En 1982, il réussit finalement à totaliser quatre saisons consécutives. «Il nous a fait venir en octobre, poursuit sa fille. Il pensait que ce serait facile. Mais il ne suffisait pas d’avoir le permis B. Il y avait toute une série d’autres conditions, parmi lesquelles celle d’avoir un logement adéquat avec au maximum deux enfants du même sexe par chambre. Or nous étions six frères et sœurs et mon père vivait dans un petit appartement. Déjà à l’époque, il était très difficile de trouver à Genève un logement assez grand pour une famille.»

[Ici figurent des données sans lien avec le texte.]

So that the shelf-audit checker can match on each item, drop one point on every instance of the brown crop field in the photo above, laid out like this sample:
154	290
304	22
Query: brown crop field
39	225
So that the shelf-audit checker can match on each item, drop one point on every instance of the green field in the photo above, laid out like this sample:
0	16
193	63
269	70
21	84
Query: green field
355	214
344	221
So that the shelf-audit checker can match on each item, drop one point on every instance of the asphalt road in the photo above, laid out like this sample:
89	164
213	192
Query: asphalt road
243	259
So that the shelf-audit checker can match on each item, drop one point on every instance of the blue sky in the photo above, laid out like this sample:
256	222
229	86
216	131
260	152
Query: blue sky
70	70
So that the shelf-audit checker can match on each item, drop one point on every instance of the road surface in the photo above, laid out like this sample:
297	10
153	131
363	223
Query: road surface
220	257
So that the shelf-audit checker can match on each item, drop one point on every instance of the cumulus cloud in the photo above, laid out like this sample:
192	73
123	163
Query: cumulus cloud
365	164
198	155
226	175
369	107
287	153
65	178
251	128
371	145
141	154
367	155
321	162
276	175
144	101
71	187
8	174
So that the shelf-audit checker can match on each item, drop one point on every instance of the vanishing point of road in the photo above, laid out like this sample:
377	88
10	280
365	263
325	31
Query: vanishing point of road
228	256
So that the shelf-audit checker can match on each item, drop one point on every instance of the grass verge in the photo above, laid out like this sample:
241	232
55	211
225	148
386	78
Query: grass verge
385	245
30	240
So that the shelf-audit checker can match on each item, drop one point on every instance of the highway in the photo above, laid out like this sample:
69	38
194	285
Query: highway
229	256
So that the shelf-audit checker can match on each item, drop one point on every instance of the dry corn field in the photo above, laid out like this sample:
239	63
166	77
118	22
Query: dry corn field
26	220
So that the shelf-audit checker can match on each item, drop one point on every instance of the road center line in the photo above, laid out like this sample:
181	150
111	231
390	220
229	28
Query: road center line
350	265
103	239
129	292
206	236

Du coup, Cristina et sa famille vivent plus d’un an dans la clandestinité. «Pour éviter les contrôles, nous devions sortir le matin et aller chez des amis. Nous devions nous faire remarquer le moins possible, jouer en silence. Je me souviens encore que mon père nous grondait si nous faisions le moindre bruit.» En novembre 1983, le père réussit finalement à trouver un appartement plus grand, mais pas encore suffisamment pour déclarer tous les membres de la famille. «L’un de mes frères n’a pu être régularisé que plus tard», explique-t-elle.

Cette période difficile n’a pas été sans laisser de traumatisme, relève Cristina Inacio Denti. Aujourd’hui âgée de 40 ans et institutrice, elle a précisément consacré son travail de diplôme universitaire au thème de l’immigration portugaise. «Par la suite, quand j’étais jeune, j’ai toujours cherché à me faire discrète, dans un certain sens, à me taire. De très nombreuses personnes ont vécu la même chose, ce qui montre à quel point nous avons intégré cette expérience. Aujourd’hui, quand j’observe les enfants de ma sœur, je me rends compte qu’ils commencent à se sentir comme faisant partie de la société suisse. Il nous a fallu trois générations», relève-t-elle.

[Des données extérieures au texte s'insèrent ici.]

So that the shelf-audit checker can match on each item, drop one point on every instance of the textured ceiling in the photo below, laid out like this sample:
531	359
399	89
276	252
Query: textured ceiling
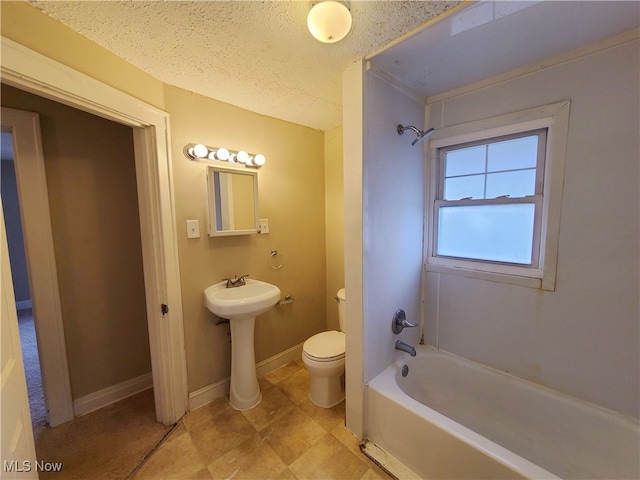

Quand nous lui indiquons qu’il y a aujourd’hui des gens qui aimeraient réintroduire ce statut de saisonnier, cela lui donne la chair de poule. «Si les conditions étaient les mêmes, je pense que cela serait contraire aux droits de l’homme et aux droits de l’enfant, note-t-elle. Cela signifierait faire retourner certaines catégories de travailleurs dans une précarité terrible.»